The early and precise diagnosis of gynecological malignancies, such as cervical cancer, is critical for improving patient treatments. Extracellular vesicles (EVs), such as exosomes, which carry molecular signals from their parental cells, offer a promising method for non-invasive liquid biopsy, however, conventional detection methods are often complex, high in reagent consumption, and susceptible to environmental fluctuations. To address this, we present an integrated, self-validated microfluidic system for the rapid, on-chip isolation and multiplexed identification of the gynecological EV markers PD-L1 and ERBB3. The chip achieved simultaneous on-chip processing of test and positive samples for parallel analysis within 1 h, enabling synchronous detection under the same conditions and thereby significantly enhancing the reliability of the assay. Additionally, a deep learning YOLOv8-based self-validated detection strategy facilitates automated and precise fluorescence identification.

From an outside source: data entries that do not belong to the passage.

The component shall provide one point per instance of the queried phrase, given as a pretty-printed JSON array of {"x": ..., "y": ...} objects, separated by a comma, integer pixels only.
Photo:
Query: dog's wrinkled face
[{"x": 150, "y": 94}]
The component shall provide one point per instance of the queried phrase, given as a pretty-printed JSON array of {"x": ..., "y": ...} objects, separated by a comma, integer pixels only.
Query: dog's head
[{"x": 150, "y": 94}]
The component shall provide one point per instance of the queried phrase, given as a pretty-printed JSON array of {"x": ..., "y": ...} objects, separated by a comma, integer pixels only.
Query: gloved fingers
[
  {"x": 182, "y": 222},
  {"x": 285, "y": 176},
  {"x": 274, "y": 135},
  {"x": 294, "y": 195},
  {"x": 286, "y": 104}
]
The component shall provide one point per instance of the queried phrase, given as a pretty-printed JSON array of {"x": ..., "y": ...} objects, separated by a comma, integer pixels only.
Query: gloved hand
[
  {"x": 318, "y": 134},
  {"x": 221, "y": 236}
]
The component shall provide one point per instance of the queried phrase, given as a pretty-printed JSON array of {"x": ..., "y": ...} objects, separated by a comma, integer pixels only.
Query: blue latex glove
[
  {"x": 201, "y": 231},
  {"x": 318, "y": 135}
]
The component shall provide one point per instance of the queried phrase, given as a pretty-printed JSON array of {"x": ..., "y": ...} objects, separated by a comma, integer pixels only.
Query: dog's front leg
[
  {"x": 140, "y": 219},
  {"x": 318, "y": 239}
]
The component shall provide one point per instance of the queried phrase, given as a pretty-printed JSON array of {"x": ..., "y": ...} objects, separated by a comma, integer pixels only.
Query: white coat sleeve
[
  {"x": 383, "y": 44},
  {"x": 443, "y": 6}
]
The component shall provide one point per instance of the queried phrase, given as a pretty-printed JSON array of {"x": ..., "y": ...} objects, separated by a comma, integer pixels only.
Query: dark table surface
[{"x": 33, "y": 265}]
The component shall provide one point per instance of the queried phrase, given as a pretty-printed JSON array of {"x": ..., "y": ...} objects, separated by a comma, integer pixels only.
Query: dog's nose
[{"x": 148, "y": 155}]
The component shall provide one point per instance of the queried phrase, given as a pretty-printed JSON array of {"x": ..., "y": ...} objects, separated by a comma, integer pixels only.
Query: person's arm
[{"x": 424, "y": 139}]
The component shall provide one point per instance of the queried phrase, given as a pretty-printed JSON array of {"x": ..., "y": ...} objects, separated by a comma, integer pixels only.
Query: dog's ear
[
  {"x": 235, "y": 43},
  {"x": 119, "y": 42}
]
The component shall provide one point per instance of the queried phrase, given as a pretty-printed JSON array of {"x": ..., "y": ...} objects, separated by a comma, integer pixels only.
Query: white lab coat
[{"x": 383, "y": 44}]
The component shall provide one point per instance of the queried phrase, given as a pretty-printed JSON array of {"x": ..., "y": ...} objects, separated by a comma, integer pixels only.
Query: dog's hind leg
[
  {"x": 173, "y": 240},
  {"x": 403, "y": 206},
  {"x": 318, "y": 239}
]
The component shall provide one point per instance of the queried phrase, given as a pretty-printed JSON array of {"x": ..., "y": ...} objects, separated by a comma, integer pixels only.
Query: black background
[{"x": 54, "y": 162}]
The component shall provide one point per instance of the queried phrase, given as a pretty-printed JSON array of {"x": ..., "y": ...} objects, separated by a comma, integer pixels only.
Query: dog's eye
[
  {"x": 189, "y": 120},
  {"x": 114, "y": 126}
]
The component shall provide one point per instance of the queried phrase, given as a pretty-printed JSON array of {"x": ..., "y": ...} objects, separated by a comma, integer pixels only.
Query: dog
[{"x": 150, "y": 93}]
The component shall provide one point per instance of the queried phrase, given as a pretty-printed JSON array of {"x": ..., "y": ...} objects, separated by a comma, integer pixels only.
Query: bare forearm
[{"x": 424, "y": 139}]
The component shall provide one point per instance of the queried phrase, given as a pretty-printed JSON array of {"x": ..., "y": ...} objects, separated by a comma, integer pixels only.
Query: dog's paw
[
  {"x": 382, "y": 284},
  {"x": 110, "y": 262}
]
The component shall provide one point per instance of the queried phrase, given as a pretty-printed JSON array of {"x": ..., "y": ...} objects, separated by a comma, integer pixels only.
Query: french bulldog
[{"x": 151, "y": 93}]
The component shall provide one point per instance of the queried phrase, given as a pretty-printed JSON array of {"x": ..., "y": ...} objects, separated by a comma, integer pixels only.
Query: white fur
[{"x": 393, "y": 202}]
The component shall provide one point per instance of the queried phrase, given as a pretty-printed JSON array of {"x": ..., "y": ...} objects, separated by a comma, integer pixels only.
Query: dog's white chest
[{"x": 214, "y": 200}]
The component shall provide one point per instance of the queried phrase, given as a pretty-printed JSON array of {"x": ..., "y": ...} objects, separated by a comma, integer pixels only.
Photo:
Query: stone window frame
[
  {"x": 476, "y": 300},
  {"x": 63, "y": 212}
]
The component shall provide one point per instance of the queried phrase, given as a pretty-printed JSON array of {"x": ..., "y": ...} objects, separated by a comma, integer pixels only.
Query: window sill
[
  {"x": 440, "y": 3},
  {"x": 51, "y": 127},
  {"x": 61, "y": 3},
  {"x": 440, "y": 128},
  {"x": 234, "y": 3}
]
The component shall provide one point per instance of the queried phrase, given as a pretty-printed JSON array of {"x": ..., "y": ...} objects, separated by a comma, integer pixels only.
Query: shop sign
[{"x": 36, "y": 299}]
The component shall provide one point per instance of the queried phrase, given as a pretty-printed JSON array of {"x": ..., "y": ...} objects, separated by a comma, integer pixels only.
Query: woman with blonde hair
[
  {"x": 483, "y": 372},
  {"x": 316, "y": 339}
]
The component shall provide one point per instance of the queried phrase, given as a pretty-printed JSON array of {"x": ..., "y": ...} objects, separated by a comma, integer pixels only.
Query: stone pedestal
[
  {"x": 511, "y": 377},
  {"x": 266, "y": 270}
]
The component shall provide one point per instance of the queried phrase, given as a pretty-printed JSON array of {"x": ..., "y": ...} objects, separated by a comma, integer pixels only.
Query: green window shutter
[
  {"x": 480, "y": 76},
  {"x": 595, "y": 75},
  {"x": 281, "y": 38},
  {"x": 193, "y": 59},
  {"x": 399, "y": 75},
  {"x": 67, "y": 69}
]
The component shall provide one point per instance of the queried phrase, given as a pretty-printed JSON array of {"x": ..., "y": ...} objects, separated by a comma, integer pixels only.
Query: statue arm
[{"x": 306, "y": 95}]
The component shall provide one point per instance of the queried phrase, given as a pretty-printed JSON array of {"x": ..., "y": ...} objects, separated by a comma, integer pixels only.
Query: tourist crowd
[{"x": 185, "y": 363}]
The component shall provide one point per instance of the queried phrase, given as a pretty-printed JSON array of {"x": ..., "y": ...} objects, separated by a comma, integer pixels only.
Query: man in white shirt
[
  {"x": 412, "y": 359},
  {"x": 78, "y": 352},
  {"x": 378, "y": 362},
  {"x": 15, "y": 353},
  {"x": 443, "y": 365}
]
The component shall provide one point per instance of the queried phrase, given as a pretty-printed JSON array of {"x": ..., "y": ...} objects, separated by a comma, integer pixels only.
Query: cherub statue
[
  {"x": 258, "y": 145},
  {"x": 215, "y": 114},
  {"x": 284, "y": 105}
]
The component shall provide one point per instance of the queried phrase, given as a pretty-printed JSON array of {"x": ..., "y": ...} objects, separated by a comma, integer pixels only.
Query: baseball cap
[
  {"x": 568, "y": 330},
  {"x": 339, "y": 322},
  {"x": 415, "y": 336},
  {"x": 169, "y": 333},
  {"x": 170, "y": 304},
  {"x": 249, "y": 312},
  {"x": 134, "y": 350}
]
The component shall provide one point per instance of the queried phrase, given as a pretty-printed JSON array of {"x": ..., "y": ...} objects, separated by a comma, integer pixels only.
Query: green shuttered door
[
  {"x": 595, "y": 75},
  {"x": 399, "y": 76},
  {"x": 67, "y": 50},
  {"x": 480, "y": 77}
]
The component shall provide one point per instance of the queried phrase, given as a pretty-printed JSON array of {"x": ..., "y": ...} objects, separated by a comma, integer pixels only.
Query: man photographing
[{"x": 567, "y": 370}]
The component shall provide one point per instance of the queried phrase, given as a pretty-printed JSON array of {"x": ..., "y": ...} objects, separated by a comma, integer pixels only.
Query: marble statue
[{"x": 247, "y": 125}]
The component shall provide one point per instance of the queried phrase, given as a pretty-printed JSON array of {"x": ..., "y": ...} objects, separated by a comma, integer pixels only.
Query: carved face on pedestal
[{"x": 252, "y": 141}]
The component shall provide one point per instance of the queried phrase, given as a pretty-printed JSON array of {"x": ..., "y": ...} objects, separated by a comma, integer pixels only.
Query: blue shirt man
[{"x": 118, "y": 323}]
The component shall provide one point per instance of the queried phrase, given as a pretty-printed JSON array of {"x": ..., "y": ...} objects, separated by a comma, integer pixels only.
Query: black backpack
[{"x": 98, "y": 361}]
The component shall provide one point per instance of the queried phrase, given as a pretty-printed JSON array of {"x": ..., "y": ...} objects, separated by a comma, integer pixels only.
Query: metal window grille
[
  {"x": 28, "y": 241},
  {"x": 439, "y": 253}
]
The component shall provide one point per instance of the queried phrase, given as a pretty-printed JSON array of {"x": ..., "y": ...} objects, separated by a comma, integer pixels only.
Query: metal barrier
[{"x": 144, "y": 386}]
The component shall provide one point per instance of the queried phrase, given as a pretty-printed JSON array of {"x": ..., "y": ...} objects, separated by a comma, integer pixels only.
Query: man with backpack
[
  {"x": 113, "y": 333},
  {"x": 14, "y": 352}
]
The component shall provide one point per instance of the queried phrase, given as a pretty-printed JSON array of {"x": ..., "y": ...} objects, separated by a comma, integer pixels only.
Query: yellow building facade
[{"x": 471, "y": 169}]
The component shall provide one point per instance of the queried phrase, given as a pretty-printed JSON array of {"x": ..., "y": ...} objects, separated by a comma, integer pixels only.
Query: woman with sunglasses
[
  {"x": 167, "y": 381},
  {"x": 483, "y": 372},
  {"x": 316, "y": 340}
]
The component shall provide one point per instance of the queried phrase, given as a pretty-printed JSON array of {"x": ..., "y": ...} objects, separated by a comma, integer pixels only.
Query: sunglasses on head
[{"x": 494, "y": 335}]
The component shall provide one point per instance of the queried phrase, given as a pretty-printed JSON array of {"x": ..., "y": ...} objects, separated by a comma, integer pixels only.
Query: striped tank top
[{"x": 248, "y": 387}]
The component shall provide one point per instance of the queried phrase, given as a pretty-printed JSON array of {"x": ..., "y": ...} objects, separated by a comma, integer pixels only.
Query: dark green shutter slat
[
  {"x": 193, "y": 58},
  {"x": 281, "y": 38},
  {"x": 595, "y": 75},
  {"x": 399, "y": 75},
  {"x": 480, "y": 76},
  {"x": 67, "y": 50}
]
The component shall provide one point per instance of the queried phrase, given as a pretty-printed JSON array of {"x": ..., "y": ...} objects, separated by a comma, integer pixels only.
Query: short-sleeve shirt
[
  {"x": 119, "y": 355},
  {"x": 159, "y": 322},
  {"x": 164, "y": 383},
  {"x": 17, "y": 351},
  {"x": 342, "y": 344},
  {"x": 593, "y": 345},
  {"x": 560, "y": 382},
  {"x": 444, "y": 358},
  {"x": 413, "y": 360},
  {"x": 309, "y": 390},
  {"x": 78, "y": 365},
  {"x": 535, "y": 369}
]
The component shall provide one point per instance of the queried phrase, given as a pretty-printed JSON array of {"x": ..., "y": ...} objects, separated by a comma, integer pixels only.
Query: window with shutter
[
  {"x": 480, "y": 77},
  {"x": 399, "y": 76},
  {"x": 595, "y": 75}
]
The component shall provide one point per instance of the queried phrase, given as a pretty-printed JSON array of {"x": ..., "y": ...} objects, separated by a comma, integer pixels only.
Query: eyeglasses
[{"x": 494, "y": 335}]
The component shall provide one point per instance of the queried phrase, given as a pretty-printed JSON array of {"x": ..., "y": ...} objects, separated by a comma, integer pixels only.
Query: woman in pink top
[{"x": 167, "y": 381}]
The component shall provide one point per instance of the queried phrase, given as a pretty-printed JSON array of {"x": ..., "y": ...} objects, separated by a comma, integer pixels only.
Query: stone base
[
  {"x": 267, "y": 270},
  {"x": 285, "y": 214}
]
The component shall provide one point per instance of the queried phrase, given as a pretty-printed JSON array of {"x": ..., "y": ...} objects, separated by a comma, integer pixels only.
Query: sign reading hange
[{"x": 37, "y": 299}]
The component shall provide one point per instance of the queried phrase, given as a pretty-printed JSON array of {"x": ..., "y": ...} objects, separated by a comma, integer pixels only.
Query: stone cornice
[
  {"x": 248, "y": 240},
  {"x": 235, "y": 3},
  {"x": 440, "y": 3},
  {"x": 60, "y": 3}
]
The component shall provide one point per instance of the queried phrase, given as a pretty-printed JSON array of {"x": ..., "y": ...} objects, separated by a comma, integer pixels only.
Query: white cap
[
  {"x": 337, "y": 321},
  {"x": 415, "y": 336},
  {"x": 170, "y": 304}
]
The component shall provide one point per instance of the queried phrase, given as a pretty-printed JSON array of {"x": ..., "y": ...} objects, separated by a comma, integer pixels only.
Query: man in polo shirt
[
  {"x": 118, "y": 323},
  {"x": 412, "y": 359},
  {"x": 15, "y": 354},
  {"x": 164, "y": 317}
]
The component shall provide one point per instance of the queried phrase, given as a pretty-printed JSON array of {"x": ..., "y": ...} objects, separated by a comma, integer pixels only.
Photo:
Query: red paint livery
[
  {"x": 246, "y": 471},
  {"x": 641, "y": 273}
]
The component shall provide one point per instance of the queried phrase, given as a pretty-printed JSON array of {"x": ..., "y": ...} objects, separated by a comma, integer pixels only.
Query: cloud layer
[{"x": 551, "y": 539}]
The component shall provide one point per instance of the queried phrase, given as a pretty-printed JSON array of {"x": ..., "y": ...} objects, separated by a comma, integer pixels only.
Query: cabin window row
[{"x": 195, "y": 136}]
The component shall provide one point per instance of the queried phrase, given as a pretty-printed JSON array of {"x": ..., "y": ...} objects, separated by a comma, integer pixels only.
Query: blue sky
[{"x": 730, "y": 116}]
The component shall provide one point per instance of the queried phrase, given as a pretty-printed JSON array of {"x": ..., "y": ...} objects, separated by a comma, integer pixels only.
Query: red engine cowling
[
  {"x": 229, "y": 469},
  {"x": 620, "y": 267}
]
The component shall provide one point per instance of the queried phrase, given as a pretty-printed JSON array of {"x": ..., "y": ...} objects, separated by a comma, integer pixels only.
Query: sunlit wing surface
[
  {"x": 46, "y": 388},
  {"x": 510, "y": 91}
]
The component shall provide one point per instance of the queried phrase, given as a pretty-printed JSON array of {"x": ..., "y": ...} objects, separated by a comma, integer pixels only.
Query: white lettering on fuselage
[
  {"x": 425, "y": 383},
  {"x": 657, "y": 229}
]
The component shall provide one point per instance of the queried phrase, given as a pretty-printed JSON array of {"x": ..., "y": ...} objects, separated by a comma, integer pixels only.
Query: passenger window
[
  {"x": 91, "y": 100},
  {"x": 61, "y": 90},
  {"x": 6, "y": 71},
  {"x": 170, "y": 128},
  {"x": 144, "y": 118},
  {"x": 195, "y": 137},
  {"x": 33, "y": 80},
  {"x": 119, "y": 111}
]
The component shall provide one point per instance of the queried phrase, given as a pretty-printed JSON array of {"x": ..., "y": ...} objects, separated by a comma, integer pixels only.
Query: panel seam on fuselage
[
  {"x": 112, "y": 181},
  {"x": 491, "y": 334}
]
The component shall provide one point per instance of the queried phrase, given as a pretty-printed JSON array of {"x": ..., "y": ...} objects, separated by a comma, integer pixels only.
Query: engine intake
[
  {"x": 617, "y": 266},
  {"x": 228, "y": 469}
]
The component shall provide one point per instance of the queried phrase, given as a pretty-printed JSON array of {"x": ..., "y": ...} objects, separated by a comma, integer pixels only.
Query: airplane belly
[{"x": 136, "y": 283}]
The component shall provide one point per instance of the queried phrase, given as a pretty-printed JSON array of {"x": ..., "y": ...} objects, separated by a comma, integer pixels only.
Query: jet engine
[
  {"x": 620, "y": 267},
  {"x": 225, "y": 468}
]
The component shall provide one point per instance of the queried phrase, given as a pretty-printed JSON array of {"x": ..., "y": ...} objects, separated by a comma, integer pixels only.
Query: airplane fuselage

Validation with four cell lines (SiHa, C33A, HeLa, and H8) revealed remarkable EV protein signatures, achieving a limit of detection (LOD) of 15.56 particles/μL. This platform provides an integrated tool for sensitive and precise EV marker analysis, holding prospective potential for the early screening and personalized therapy guidance of gynecological tumor detection.

Graphical abstract

Integrated analytical system for one-stop and self-validated exosome complex formation and multiplex tumor fingerprint analysis by deep learning. Exosome samples were immuno-isolated and labeled with probes, followed by monodispersed among the particular arrays for deep learning model YOLOv8-based positional migration and identification automatically. Four kinds of samples were measured and remarkable differences were acquired, the two tumor progressions: immune evasion and proliferative signaling were revealed. The integrated system is pospective for sensitive, easy-handing and automatic exosome markers analysis in POCT field.